Lágrimas escorriam pelo meu rosto, arruinando minha maquiagem perfeita, mas eu não ligava.
“Sim”, sussurrei. Depois, mais alto: “Sim! Sim, Alejandro!”
Ele se levantou e colocou o anel no meu dedo. Me beijou, e ouvi aplausos abafados vindos de dentro da sala. Mas o som se dissipou. Só restaram nós dois.
“Há mais uma coisa”, disse ele quando nos despedimos. “O documento que Carlos assinou hoje. Já o enviei ao tribunal com meus advogados.”
—A ordem de restrição?
“E o pedido de adoção.” Ele olhou-me nos olhos, vulnerável pela primeira vez. “Quero que ela tenha meu sobrenome, Elena. Quero que ela se chame Lucía Mendoza. Quero que ela seja minha filha perante a lei, perante Deus e perante qualquer idiota que se atreva a questionar isso.”
Eu me joguei em seus braços novamente, enterrando meu rosto em seu pescoço.
—Ela é sua agora, Alejandro. Sempre foi. Desde o momento em que parou de chorar em seus braços.
X. EPÍLOGO: A ALCATÉIA
Um ano depois
O jardim da mansão estava decorado com balões rosa e brancos. Havia um pula-pula que provavelmente custou mais do que meu primeiro carro.
Lucia, agora com dois anos, corria pela grama vestida de princesa, perseguida por Javier, que havia perdido toda a sua dignidade de assassino de aluguel e agora fazia barulhos de monstro para diverti-la.
“Mais rápido, tio Javi!” ela gritou.
Eu observava da varanda, com uma mão na minha barriga de cinco meses de gravidez. Um menino. Alejandro disse que queria um time de futebol; eu negociei, dizendo que dois seriam suficientes.
Alejandro saiu de casa carregando uma bandeja de limonada. Parou ao meu lado, passou o braço em volta dos meus ombros e beijou minha têmpora.
“Ela está feliz”, disse ele, olhando para Lucia.
—Estamos felizes —corrigi.
Olhei para o meu marido. O homem que fora o terror de Madrid estava agora preocupado se o bolo de aniversário era vegano, porque uma das amiguinhas da Lucía na creche tinha alergias.
Ainda era perigoso. Se alguém ameaçasse nossa família, o Lobo apareceria num instante. O mundo exterior ainda era cruel. Mas aqui, dentro destas paredes, tínhamos construído algo indestrutível.
“No que você está pensando?”, perguntou ele, acariciando minha barriga.
—No dia em que nos conhecemos—eu sorri—. No grito no corredor.
Alejandro sorriu, aquele sorriso torto que ainda me derretia.
—O melhor som que já ouvi.
Lucía caiu na grama.
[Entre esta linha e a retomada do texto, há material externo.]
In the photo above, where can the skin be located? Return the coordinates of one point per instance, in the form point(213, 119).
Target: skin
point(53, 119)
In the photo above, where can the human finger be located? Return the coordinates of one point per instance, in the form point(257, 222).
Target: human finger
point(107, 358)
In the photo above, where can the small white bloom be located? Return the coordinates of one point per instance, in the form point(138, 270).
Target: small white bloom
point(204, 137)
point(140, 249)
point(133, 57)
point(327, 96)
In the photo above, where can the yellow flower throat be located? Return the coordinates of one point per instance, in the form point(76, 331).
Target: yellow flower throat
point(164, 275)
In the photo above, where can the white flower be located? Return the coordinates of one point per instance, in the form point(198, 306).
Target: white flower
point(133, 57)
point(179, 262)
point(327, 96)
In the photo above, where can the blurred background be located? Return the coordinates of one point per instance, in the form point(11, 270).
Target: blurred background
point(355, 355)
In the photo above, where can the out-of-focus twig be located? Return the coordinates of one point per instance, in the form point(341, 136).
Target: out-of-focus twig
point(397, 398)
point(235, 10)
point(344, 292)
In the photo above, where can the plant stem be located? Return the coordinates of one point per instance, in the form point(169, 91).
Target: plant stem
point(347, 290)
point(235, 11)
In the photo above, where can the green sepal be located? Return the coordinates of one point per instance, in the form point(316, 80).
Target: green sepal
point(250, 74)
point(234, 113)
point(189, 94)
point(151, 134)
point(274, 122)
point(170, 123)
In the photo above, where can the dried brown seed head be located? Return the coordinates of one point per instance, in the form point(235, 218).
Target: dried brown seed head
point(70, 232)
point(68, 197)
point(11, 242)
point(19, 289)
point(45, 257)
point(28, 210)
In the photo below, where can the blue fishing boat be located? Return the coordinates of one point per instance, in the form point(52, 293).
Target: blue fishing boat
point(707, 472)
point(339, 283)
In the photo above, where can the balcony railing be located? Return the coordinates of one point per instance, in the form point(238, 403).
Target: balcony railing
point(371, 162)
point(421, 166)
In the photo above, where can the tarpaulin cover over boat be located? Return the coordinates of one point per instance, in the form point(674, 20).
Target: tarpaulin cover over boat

Por um segundo, houve silêncio. Então, em vez de chorar, ela se levantou, sacudiu a poeira dos joelhos com determinação e gritou:
—Estou bem! Sou forte como o papai!
Alejandro caiu na gargalhada, largou a bandeja e correu em direção a ela, erguendo-a no ar enquanto ela ria ao sol.
Peguei meu celular e tirei uma foto. Não precisava de filtros. Era a imagem da redenção. Era a prova de que, mesmo na mais profunda escuridão, o amor pode criar raízes se você for corajoso o suficiente para deixá-lo entrar.